Traditionally, stories involving people of color, queer people, and other historically-marginalized voices have been left out of archives, or diminished, because of ignorance, homophobia, and racism. Histories aren’t “discovered” in archives; rather, we use archives to actively construct versions of history, stories that accommodate our own subjective positions and ideologies. All too frequently, these stories favor the familiar structures of oppressive power—whiteness, patriarchy, and capitalism.
Likewise, the public domain is a remarkable construction that allows us to define who is or isn’t included in normative narratives. The public domain proclaims certain material as property owned by no one; cultural material in the public domain, theoretically, belongs to everyone. As copyright law enables new content to enter the public domain each year, it’s important to look closely at which voices are amplified in the celebration of open culture. There is no actual public domain. There is no site or territory or designation that reflects an authentic condition of “making public.”
Rather, it’s a complex, evolving structure defined by the institutions that serve as portals to cultural material—museums, libraries, courts, and archives like this one. They carry a responsibility to give (or deny) access to materials that traverse in and out of the public domain. But as an institutional construct, the public domain can easily fail to reflect any true nature of “the public;” without careful consideration, access to the public domain ends up repeating and perpetuating, in a highly predictable way, the same oppressive structures that govern society and culture.
What can be done? It’s crucial that we carefully examine our archives and search for lost voices, stories of failure, non-linear trajectories, and other non-conventional perspectives. We must refuse to accept traditional timelines at face value, and work to amplify marginalized material that has otherwise gone unnoticed, or erased. When confronting an archive or any presentation of historic cultural material, it’s irresponsible not to ask urgent questions like: What forces shaped this? Who was excluded? Who else should be included here in order to better understand the material at hand? Once engaged, we can actively work to change the shape of history, giving it dimension and depth and greater representation for all who were involved. This is what I’ve been calling queer archive work.

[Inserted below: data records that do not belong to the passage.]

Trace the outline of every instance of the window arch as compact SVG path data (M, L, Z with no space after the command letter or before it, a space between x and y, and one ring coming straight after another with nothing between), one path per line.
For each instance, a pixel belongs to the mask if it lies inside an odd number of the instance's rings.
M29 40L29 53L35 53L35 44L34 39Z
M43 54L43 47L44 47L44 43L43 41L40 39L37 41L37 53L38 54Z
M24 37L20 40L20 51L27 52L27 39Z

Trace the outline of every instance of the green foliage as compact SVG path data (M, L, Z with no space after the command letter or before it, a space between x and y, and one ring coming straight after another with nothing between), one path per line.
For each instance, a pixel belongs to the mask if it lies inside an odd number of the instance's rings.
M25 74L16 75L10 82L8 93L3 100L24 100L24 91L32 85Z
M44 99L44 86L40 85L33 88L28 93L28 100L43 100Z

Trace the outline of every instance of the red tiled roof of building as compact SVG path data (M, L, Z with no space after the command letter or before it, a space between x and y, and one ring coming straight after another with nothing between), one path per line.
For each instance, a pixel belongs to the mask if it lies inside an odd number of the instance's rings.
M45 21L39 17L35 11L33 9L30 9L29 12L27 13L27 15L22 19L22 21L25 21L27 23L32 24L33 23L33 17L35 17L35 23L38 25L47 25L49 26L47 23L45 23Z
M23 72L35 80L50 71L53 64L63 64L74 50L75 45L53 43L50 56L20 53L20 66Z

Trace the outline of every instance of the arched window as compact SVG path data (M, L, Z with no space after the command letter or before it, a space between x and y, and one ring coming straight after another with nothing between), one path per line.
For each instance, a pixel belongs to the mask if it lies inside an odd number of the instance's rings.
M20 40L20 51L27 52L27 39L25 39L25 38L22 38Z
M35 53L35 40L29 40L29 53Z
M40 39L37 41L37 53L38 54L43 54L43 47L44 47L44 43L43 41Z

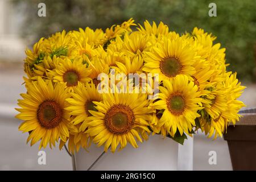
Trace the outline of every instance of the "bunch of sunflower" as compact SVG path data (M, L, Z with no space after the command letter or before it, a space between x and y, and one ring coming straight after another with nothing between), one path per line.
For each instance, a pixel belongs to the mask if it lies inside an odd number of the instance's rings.
M239 121L245 105L237 99L245 87L226 71L225 49L213 43L216 37L197 28L179 35L162 22L134 22L105 31L63 31L26 51L27 92L16 117L24 121L19 129L29 132L31 146L61 148L68 142L73 152L93 142L114 152L127 143L137 147L151 134L183 143L201 129L215 138ZM110 69L157 75L158 97L100 93L98 75Z

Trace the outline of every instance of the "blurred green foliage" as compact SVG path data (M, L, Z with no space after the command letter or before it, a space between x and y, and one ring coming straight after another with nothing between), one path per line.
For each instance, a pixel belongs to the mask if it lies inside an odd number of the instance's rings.
M217 17L210 17L208 5L212 1L180 0L14 0L24 5L26 23L22 34L35 39L65 29L89 26L106 27L134 18L160 21L170 30L182 33L194 27L212 32L226 48L229 70L236 71L245 81L256 81L256 3L255 0L215 0ZM38 5L46 5L46 17L37 15ZM36 40L35 40L36 41Z

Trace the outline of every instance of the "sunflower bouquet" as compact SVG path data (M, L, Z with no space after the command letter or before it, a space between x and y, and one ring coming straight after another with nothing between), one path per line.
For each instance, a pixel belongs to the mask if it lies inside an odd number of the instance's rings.
M105 31L86 27L41 38L26 51L19 130L29 133L31 146L67 143L72 152L92 142L105 151L138 147L151 134L181 143L199 129L222 136L240 119L245 86L226 70L225 49L216 38L196 27L180 35L162 22L133 19ZM142 76L135 82L131 75Z

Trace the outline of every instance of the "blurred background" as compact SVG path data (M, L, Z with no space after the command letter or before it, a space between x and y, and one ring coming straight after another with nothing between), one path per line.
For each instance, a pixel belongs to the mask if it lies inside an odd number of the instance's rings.
M39 3L46 5L46 17L39 17ZM217 16L210 17L209 4L217 5ZM0 170L71 170L64 150L45 150L47 165L38 164L38 146L26 144L27 134L18 131L14 118L16 100L26 92L22 76L26 47L40 37L65 29L89 26L106 28L133 18L163 22L179 33L203 28L217 37L226 48L228 69L237 72L247 86L241 100L256 107L256 4L246 1L185 0L0 0ZM212 141L203 134L194 137L193 169L231 170L226 141ZM209 165L208 153L215 151L216 165Z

I’m really grateful to the Internet Archive for inviting me to help shape their effort to present newly available material in the public domain. During my residency here, for the last 3 weeks, I’ve been searching archive.org for forgotten material — in particular, evidence of African-American culture, Native American culture, early LGBTQ voices, and other artifacts from 1923 that in the past would have been forgotten or actively left out of celebrations of open access culture. If something seemed to be missing, I tried to find it elsewhere and upload it to archive.org. Remarkably, I found the first openly lesbian book of poetry ever published in North America, On A Grey Thread, by the Bay-area poet Elsa Gidlow, from 1923. It had never been digitized, but a PDF from the author’s estate was sent to me for this project and is now online, as of a few days ago.

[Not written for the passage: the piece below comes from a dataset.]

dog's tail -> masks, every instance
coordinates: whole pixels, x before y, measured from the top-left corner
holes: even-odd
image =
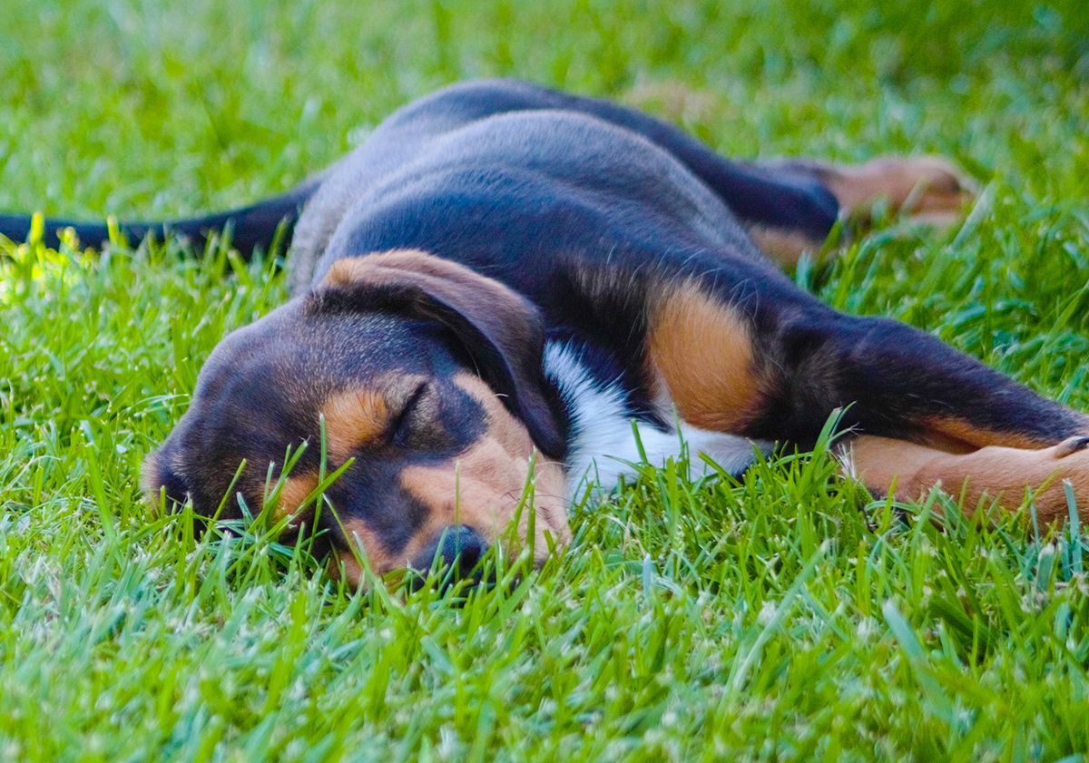
[[[230,236],[231,246],[240,255],[249,259],[255,249],[267,251],[278,238],[285,246],[291,242],[291,233],[303,205],[318,184],[319,177],[313,177],[286,193],[248,207],[182,220],[120,222],[117,230],[133,246],[148,236],[159,242],[174,236],[185,239],[195,251],[203,250],[213,234],[222,233]],[[0,235],[21,244],[29,237],[32,224],[30,216],[0,214]],[[98,249],[110,241],[110,225],[106,222],[46,219],[42,243],[56,248],[61,233],[69,227],[75,231],[82,246]]]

The result is QUEER.ARCHIVE.WORK 2, 1923 INTERNET ARCHIVE EDITION. It’s an edition of 100 copies that I edited, designed, and printed myself at a small press in Berkeley, and it features 15 lesser-known historical artifacts. All of it is now available on archive.org. I’m very proud that the Internet Archive enabled me to create this project. By bringing these items together in a loose assemblage, in the form of a publication, my hope is to create a place for forgotten voices to co-mingle. I think by doing more of this work, we can challenge what we think or assume we know about the early years of the 20th century, and imagine other kinds of histories.